Below is a secure pattern that binds the query to the authenticated user’s ID, using PyMongo safely within a Django view:

from django.http import JsonResponse, HttpResponseForbidden
from django.contrib.auth.decorators import login_required
from pymongo import MongoClient

@login_required
def get_profile_secure(request, profile_id):
    client = MongoClient('mongodb://localhost:27017/')
    db = client['mydb']
    # Ensure the profile belongs to the requesting user
    profile = db.profiles.find_one({'_id': profile_id, 'user_id': request.user.id})
    if profile is None:
        return HttpResponseForbidden({'error': 'Access denied or not found'})
    # Explicitly exclude sensitive fields that should not be returned
    profile.pop('password_hash', None)
    profile.pop('tokens', None)
    return JsonResponse({'profile': profile})

For updates, use an update operation that includes the ownership filter to ensure the document both exists and is owned by the user:

@login_required
def update_profile(request, profile_id):
    client = MongoClient('mongodb://localhost:27017/')
    db = client['mydb']
    update_data = {'$set': request.body_as_json}
    result = db.profiles.update_one(
        {'_id': profile_id, 'user_id': request.user.id},
        update_data
    )
    if result.matched_count == 0:
        return HttpResponseForbidden({'error': 'Update not permitted or document not found'})
    return JsonResponse({'status': 'updated'})

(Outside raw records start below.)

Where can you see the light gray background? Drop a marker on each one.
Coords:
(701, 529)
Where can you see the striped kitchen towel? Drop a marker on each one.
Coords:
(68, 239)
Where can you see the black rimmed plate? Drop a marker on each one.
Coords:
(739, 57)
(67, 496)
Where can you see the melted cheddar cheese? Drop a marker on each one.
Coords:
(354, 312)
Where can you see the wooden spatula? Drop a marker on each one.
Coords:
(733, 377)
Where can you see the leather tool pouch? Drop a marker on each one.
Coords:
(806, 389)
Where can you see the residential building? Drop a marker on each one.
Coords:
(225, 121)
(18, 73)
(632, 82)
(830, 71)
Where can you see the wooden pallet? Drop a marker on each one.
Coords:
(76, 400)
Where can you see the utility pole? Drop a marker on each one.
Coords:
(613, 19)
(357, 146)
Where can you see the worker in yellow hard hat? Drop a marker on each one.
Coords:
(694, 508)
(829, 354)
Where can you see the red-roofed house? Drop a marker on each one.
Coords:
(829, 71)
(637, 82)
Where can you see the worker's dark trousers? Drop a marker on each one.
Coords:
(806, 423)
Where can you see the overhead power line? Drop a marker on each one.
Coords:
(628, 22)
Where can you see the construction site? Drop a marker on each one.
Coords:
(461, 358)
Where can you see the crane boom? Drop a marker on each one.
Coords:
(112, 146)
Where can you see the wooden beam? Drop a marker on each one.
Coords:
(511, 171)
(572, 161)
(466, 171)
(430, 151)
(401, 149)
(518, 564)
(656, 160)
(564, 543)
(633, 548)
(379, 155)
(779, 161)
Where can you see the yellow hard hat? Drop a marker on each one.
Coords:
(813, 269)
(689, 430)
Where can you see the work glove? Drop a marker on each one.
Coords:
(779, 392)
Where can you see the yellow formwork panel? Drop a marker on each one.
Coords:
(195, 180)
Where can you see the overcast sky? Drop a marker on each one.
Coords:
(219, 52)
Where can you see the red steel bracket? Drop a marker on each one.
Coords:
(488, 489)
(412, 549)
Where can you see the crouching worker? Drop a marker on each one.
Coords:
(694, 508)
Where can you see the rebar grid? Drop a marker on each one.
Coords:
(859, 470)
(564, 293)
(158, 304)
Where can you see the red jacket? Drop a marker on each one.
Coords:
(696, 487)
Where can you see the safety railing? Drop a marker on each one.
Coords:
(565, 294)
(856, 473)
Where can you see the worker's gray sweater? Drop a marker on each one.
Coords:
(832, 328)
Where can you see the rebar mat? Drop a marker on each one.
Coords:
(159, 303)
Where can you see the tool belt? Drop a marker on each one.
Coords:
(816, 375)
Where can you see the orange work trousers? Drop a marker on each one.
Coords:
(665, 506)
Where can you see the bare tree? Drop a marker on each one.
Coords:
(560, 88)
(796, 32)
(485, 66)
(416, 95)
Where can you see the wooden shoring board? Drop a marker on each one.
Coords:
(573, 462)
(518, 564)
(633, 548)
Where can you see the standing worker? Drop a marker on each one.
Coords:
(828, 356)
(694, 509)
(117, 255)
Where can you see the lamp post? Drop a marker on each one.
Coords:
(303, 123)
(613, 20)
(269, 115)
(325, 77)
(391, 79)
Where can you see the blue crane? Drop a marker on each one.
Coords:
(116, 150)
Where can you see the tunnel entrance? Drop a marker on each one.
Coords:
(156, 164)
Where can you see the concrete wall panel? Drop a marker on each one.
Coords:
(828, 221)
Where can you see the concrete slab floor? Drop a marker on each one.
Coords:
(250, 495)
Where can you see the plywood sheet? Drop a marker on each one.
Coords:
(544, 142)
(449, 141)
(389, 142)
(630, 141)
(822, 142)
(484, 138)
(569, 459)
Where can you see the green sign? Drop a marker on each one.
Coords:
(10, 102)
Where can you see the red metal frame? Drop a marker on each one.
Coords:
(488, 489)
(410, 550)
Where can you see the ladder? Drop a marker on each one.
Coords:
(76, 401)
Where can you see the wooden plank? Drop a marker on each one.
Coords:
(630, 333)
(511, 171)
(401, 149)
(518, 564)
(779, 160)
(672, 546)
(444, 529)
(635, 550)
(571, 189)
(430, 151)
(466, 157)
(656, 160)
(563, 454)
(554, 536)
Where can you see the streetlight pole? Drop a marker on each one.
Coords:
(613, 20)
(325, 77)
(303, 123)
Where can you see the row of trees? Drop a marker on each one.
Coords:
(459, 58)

When using ObjectIds, ensure they are validated before inclusion in queries to avoid injection-like parsing errors. You can also centralize access checks in a service layer or repository function to avoid repeating checks across views:

def get_document_or_404(collection, doc_id, user_id):
    doc = collection.find_one({'_id': doc_id, 'user_id': user_id})
    if doc is None:
        raise Http404('Document not found or access denied')
    return doc

In multi-tenant scenarios, include a tenant_id field in both the user model and documents, and filter by tenant_id in every query. For read-heavy endpoints, consider projection to limit returned fields and reduce Data Exposure, and validate that indexes support the ownership filter for performance.

Using the middleBrick CLI, you can scan endpoints like this to detect IDOR and related issues:

middlebrick scan https://api.example.com/profiles/<profile_id>

Within the dashboard, you can track these findings over time; with the Pro plan you can enable continuous monitoring so that any regression in permissions is flagged early. The GitHub Action can fail a build if a scan detects IDOR patterns, helping prevent insecure patterns from reaching production.

Related CWEs: bolaAuthorization

CWE IDNameSeverity
CWE-250Execution with Unnecessary Privileges HIGH
CWE-639Insecure Direct Object Reference CRITICAL
CWE-732Incorrect Permission Assignment HIGH

Frequently Asked Questions

Can IDOR happen even when using MongoDB's ObjectId type for document identifiers?
Yes. ObjectId values are predictable and enumerable if an attacker can guess valid IDs. Without an ownership check (e.g., matching a user_id field), exposing endpoints that accept an ObjectId as a parameter can lead to IDOR.
Does using MongoDB’s RBAC or field-level encryption remove the need for Django-level access checks?
No. MongoDB RBAC protects database-level operations, not application-level authorization. Field-level encryption protects data at rest and in transit but does not prevent an authenticated user from requesting another user’s document. Always enforce ownership or role checks in your Django views.